At the top of the ladder are the Grands Crus (maximum yields of 35hl/ha for reds and 40hl/ha for white wines), followed by the Premier Cru and village wines (40hl/ha and 45hl/ha respectively). Given that vineyard plantings are particularly dense at up to 10,000 vines per hectare (4,000 per acre) and that most vineyards are harvested manually, there is considerable scope for selection of only the best grapes.

The region has enjoyed a run of good to very good vintages throughout the nineties (with the exception of 1994) culminating in the outstanding 1999s (more recently, 2002 and 2005 are the vintages to look out for). However, because there are so many small parcels of separately owned vineyards, it is more important to know which producers to look out for (as opposed to those who are merely trading on the Burgundy name) than looking at vintages. Trial and error is a sure but expensive way to achieve this; recommendations from friends, reliable wine merchants or critics can help point the less experienced in the right direction.

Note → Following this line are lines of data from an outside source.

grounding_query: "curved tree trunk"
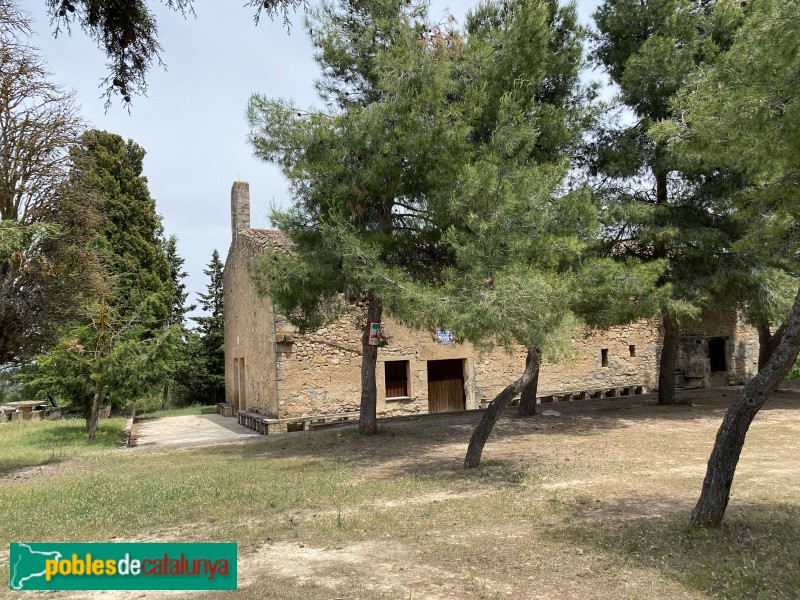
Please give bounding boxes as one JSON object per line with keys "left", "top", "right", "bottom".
{"left": 658, "top": 313, "right": 679, "bottom": 405}
{"left": 757, "top": 322, "right": 786, "bottom": 370}
{"left": 359, "top": 294, "right": 382, "bottom": 435}
{"left": 465, "top": 347, "right": 540, "bottom": 468}
{"left": 517, "top": 348, "right": 541, "bottom": 416}
{"left": 691, "top": 291, "right": 800, "bottom": 528}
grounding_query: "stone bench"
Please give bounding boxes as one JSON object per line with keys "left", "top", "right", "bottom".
{"left": 216, "top": 403, "right": 234, "bottom": 417}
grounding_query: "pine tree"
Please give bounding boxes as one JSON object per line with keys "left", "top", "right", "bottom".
{"left": 591, "top": 0, "right": 750, "bottom": 405}
{"left": 664, "top": 0, "right": 800, "bottom": 526}
{"left": 284, "top": 0, "right": 665, "bottom": 465}
{"left": 249, "top": 0, "right": 474, "bottom": 433}
{"left": 185, "top": 249, "right": 225, "bottom": 404}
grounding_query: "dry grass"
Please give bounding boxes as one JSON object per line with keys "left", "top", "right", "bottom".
{"left": 1, "top": 384, "right": 799, "bottom": 599}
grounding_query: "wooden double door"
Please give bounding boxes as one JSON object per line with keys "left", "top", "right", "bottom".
{"left": 427, "top": 359, "right": 466, "bottom": 413}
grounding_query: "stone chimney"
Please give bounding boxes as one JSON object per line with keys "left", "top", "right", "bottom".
{"left": 231, "top": 181, "right": 250, "bottom": 237}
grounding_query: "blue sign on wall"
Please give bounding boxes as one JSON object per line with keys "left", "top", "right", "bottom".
{"left": 435, "top": 330, "right": 454, "bottom": 344}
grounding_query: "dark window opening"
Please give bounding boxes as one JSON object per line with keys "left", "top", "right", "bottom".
{"left": 385, "top": 360, "right": 409, "bottom": 398}
{"left": 629, "top": 344, "right": 636, "bottom": 357}
{"left": 709, "top": 338, "right": 727, "bottom": 373}
{"left": 601, "top": 349, "right": 609, "bottom": 368}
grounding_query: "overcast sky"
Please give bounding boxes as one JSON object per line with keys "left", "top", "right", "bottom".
{"left": 21, "top": 0, "right": 601, "bottom": 315}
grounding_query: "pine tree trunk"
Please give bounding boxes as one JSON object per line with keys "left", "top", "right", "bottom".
{"left": 517, "top": 348, "right": 541, "bottom": 416}
{"left": 691, "top": 291, "right": 800, "bottom": 528}
{"left": 465, "top": 347, "right": 540, "bottom": 468}
{"left": 655, "top": 169, "right": 668, "bottom": 205}
{"left": 658, "top": 313, "right": 679, "bottom": 405}
{"left": 161, "top": 381, "right": 169, "bottom": 409}
{"left": 757, "top": 322, "right": 786, "bottom": 370}
{"left": 359, "top": 294, "right": 382, "bottom": 435}
{"left": 87, "top": 378, "right": 103, "bottom": 441}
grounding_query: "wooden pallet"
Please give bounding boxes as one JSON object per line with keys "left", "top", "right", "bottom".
{"left": 536, "top": 383, "right": 645, "bottom": 403}
{"left": 483, "top": 383, "right": 646, "bottom": 408}
{"left": 237, "top": 410, "right": 360, "bottom": 435}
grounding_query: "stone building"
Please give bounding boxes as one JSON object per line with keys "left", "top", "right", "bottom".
{"left": 223, "top": 182, "right": 759, "bottom": 421}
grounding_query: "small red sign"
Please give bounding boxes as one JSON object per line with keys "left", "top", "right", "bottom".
{"left": 367, "top": 322, "right": 381, "bottom": 346}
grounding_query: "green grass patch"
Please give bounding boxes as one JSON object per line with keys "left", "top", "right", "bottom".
{"left": 0, "top": 417, "right": 126, "bottom": 476}
{"left": 0, "top": 439, "right": 458, "bottom": 546}
{"left": 560, "top": 505, "right": 800, "bottom": 599}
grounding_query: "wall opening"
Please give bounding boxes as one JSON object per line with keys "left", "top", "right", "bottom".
{"left": 233, "top": 359, "right": 240, "bottom": 411}
{"left": 385, "top": 360, "right": 410, "bottom": 398}
{"left": 708, "top": 338, "right": 727, "bottom": 373}
{"left": 601, "top": 349, "right": 609, "bottom": 368}
{"left": 427, "top": 359, "right": 466, "bottom": 413}
{"left": 238, "top": 357, "right": 247, "bottom": 410}
{"left": 629, "top": 344, "right": 636, "bottom": 357}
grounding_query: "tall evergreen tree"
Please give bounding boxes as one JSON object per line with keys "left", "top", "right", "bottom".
{"left": 665, "top": 0, "right": 800, "bottom": 526}
{"left": 591, "top": 0, "right": 749, "bottom": 405}
{"left": 23, "top": 130, "right": 177, "bottom": 438}
{"left": 249, "top": 0, "right": 474, "bottom": 433}
{"left": 164, "top": 235, "right": 194, "bottom": 327}
{"left": 73, "top": 130, "right": 172, "bottom": 320}
{"left": 160, "top": 235, "right": 194, "bottom": 407}
{"left": 186, "top": 249, "right": 225, "bottom": 404}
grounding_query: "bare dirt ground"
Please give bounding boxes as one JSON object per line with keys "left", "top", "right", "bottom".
{"left": 21, "top": 383, "right": 800, "bottom": 600}
{"left": 225, "top": 384, "right": 800, "bottom": 600}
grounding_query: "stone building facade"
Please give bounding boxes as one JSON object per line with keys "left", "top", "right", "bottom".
{"left": 224, "top": 182, "right": 759, "bottom": 419}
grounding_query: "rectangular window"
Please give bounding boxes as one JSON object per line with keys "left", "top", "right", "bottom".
{"left": 601, "top": 349, "right": 609, "bottom": 368}
{"left": 629, "top": 344, "right": 636, "bottom": 357}
{"left": 385, "top": 360, "right": 409, "bottom": 398}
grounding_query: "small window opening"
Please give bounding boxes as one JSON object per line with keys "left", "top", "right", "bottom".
{"left": 601, "top": 349, "right": 609, "bottom": 368}
{"left": 385, "top": 360, "right": 409, "bottom": 398}
{"left": 629, "top": 344, "right": 636, "bottom": 357}
{"left": 708, "top": 338, "right": 727, "bottom": 373}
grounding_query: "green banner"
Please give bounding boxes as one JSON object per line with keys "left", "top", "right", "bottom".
{"left": 9, "top": 543, "right": 237, "bottom": 590}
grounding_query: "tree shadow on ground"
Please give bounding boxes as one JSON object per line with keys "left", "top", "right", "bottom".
{"left": 202, "top": 384, "right": 800, "bottom": 480}
{"left": 552, "top": 498, "right": 800, "bottom": 600}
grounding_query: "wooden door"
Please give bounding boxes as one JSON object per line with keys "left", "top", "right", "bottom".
{"left": 427, "top": 359, "right": 466, "bottom": 413}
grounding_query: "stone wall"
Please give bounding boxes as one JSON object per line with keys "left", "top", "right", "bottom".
{"left": 274, "top": 311, "right": 481, "bottom": 418}
{"left": 223, "top": 234, "right": 280, "bottom": 415}
{"left": 273, "top": 310, "right": 664, "bottom": 419}
{"left": 223, "top": 182, "right": 280, "bottom": 416}
{"left": 676, "top": 308, "right": 759, "bottom": 387}
{"left": 222, "top": 182, "right": 759, "bottom": 419}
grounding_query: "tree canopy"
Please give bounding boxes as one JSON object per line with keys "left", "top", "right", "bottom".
{"left": 0, "top": 2, "right": 87, "bottom": 362}
{"left": 663, "top": 0, "right": 800, "bottom": 528}
{"left": 590, "top": 0, "right": 752, "bottom": 405}
{"left": 42, "top": 0, "right": 304, "bottom": 106}
{"left": 22, "top": 130, "right": 179, "bottom": 438}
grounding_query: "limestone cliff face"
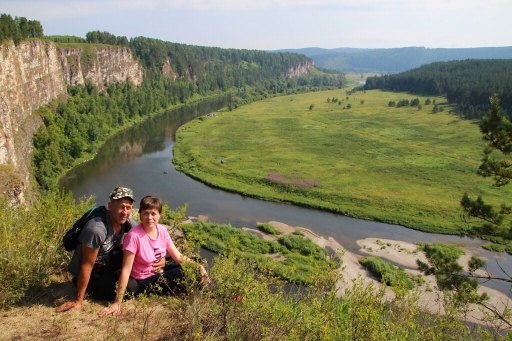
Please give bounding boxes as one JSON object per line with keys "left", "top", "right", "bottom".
{"left": 285, "top": 60, "right": 314, "bottom": 78}
{"left": 0, "top": 40, "right": 143, "bottom": 203}
{"left": 161, "top": 58, "right": 177, "bottom": 81}
{"left": 59, "top": 46, "right": 143, "bottom": 88}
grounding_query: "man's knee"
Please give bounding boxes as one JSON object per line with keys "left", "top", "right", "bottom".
{"left": 126, "top": 277, "right": 139, "bottom": 295}
{"left": 87, "top": 271, "right": 117, "bottom": 300}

We are thrilled to be working with Domaine Joblot, widely regarded as the best estate in the Chalonnaise, and Jacques Girardin, recently taken over by the young Justin Girardin who is taking his family's domaine in Santenay to a new level. More recently, Juliette Joblot introduced us to Antoine Lienhardt, who is beginning to make a name for himself from his base just outside Nuits St Georges.

 

Beaujolais

Whilst technically the southernmost region of Burgundy, the Beaujolais is in many ways a different world. Whereas the principal grape for red wines further north is Pinot Noir, the Beaujolais is the home of the Gamay grape. It is, perhaps, best known for Beaujolais Nouveau, a very light wine which appears on the shelves every November on the third Thursday (known as "Beaujolais Day"). These first releases are simple, often one-dimensional, light wines for immediate drinking and, unfortunately, many people have the impression that all Beaujolais wines are in this mould. In fact, the region produces some excellent wines in ten village appellations, known as the Crus, of which Fleurie is, perhaps, the best known in the UK. With only a few years’ bottle age, the quality of the Gamay fruit grown here can be rich enough to trick connoisseurs into believing that they are drinking mature Pinot Noir.

Photographs: the Chapel of the Madonna, Fleurie and the village of Fleurie (the chapel is high on the hill in the distance)

With the exception of 1992, the nineties witnessed a run of very good to excellent vintages, and since the Millenium, almost every vintage has been successful. Gamay does not seem to give too many headaches in the growing stages at least.